The following script shows creating and searching with a BITSET index. Notice that BITSET cannot be unique, so first a primary-key index is created, and bit values are entered as hexadecimal literals for easier reading.

tarantool> my_space = box.schema.space.create('space_with_bitset')
tarantool> my_space:create_index('primary_index', {
         >   parts = {1, 'string'},
         >   unique = true,
         >   type = 'TREE'
         > })
tarantool> my_space:create_index('bitset_index', {
         >   parts = {2, 'unsigned'},
         >   unique = false,
         >   type = 'BITSET'
         > })
tarantool> my_space:insert{'Tuple with bit value = 01', 0x01}
tarantool> my_space:insert{'Tuple with bit value = 10', 0x02}
tarantool> my_space:insert{'Tuple with bit value = 11', 0x03}
tarantool> my_space.index.bitset_index:select(0x02, {
         >   iterator = box.index.EQ
         > })
---
- - ['Tuple with bit value = 10', 2]
...
tarantool> my_space.index.bitset_index:select(0x02, {
         >   iterator = box.index.BITS_ANY_SET
         > })
---
- - ['Tuple with bit value = 10', 2]
  - ['Tuple with bit value = 11', 3]
...
tarantool> my_space.index.bitset_index:select(0x02, {
         >   iterator = box.index.BITS_ALL_SET
         > })
---
- - ['Tuple with bit value = 10', 2]
  - ['Tuple with bit value = 11', 3]
...
tarantool> my_space.index.bitset_index:select(0x02, {
         >   iterator = box.index.BITS_ALL_NOT_SET
         > })
---
- - ['Tuple with bit value = 01', 1]
...

Example 2:

tarantool> box.schema.space.create('bitset_example')
tarantool> box.space.bitset_example:create_index('primary')
tarantool> box.space.bitset_example:create_index('bitset',{unique = false, type = 'BITSET', parts = {2,'unsigned'}})
tarantool> box.space.bitset_example:insert{1,1}
tarantool> box.space.bitset_example:insert{2,4}
tarantool> box.space.bitset_example:insert{3,7}
tarantool> box.space.bitset_example:insert{4,3}
tarantool> box.space.bitset_example.index.bitset:select(2, {iterator = 'BITS_ANY_SET'})

The result will be:

---
- - [3, 7]
  - [4, 3]
...

because (7 AND 2) is not equal to 0, and (3 AND 2) is not equal to 0.
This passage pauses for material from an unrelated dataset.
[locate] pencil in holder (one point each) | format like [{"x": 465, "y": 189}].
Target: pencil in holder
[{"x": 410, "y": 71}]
Additionally, there exist index iterator operations. They can only be used with code in Lua and C/C++. Index iterators are for traversing indexes one key at a time, taking advantage of features that are specific to an index type. For example, they can be used for evaluating Boolean expressions when traversing BITSET indexes, or for going in descending order when traversing TREE indexes.